L’économie propose des outils pour évaluer l’efficacité des règles de partage des risques, comme les travaux de Karl Borch sur le partage optimal des risques ou ceux de Michael Rothschild et Joseph Stiglitz sur les marchés avec information imparfaite. Ces modèles montrent qu’une règle trop généreuse peut déstabiliser un collectif : si les assurés peu exposés paient trop par rapport à leur risque réel, ils pourraient quitter le groupe, laissant derrière eux une proportion croissante de risques élevés. Cependant, l’efficience n’est pas le seul critère. Elizabeth Popp Berman a montré comment aux États-Unis, un style de raisonnement économique centré sur l’efficacité a progressivement dominé les politiques publiques, parfois au détriment d’autres valeurs comme l’universalité, l’égalité ou les droits. Le calcul actuariel (qui évalue le coût des règles) est indispensable, mais il ne peut à lui seul décider quels risques une société souhaite mutualiser ou quelles inégalités elle accepte de compenser.

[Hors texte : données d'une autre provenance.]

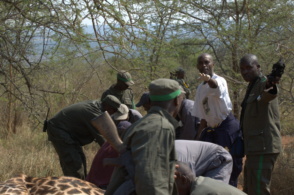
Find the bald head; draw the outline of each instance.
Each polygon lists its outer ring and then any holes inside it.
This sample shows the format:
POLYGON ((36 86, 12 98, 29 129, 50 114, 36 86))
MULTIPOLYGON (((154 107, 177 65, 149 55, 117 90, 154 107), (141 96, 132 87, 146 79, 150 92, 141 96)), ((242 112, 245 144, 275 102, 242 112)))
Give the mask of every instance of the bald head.
POLYGON ((212 57, 208 54, 202 54, 197 58, 197 68, 201 73, 208 74, 212 77, 214 67, 212 57))
POLYGON ((202 54, 200 54, 199 56, 198 56, 198 57, 197 58, 197 60, 198 60, 198 59, 199 59, 199 58, 201 57, 203 57, 203 56, 207 56, 207 57, 208 57, 208 58, 210 60, 211 60, 212 62, 213 61, 213 59, 212 59, 212 56, 207 53, 203 53, 202 54))
POLYGON ((195 177, 190 167, 185 163, 177 161, 176 164, 179 166, 176 170, 178 173, 176 174, 177 177, 175 179, 178 191, 180 195, 189 195, 191 186, 195 177))
POLYGON ((252 65, 257 65, 259 64, 257 57, 253 54, 246 54, 242 57, 240 59, 239 64, 241 62, 249 63, 252 65))
POLYGON ((253 54, 246 54, 240 59, 240 73, 246 82, 251 84, 256 80, 260 72, 258 59, 253 54))

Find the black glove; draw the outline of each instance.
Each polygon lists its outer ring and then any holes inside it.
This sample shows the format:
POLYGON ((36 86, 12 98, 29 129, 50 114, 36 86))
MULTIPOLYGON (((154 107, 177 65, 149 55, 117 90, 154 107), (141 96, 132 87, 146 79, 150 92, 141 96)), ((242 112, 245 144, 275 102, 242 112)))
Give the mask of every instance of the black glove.
POLYGON ((270 81, 279 81, 281 79, 282 75, 284 73, 284 69, 286 65, 283 59, 280 59, 276 63, 273 65, 271 72, 267 76, 270 81), (276 77, 278 79, 276 79, 276 77))

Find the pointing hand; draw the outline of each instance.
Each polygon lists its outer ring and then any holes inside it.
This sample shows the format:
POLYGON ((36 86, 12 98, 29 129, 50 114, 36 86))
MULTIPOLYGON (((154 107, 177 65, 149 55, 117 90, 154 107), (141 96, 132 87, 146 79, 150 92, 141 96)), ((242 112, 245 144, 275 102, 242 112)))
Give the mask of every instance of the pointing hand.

L’assurance oscille toujours entre deux principes : le smoothing (lissage statistique) et le classing (classification). Le lissage repose sur l’idée que dans un grand groupe, les irrégularités individuelles s’équilibrent statistiquement. Par exemple, sur 100 000 assurés avec un coût moyen de 500 € par an, l’assureur peut demander 500 € à chacun pour financer les 50 millions d’euros de sinistres attendus. Mais l’assureur cherche aussi à classer les assurés pour ajuster les primes à leur risque réel. Ainsi, une assurance-vie segmente les tarifs par âge, une assurance automobile par expérience de conduite, et une assurance habitation par antécédents de sinistres. Cette tension entre mutualisation et différenciation n’est pas nouvelle : dès le XIXe siècle, les assureurs américains utilisaient déjà ces deux approches. Ce qui change aujourd’hui, c’est la finesse des distinctions possibles grâce aux données massives, permettant des classifications plus personnalisées et moins visibles socialement.
Les données transforment la manière dont les risques sont partagés. Par exemple, si un modèle révèle que dans un groupe de 100 000 assurés, 50 000 ont un coût attendu de 300 € et 50 000 de 700 €, l’assureur peut choisir de maintenir une cotisation moyenne de 500 € pour tous, ou d’appliquer 300 € et 700 €. La première option conserve le collectif initial mais crée des transferts entre catégories (les premiers paient plus que leur risque réel, les seconds moins). La seconde option ajuste les prix mais peut exclure des assurés ou pousser certains à quitter le groupe. L’information ne détermine pas seule la règle : elle peut servir à la prévention (réduire les risques) plutôt qu’au tarif, ou être utilisée pour plafonner les écarts entre catégories. Comme le soulignent Greta Krippner et Daniel Hirschman, les classifications traditionnelles (âge, sexe, profession) étaient visibles et contestables, tandis que les modèles contemporains combinent des variables complexes, rendant les groupes moins reconnaissables socialement.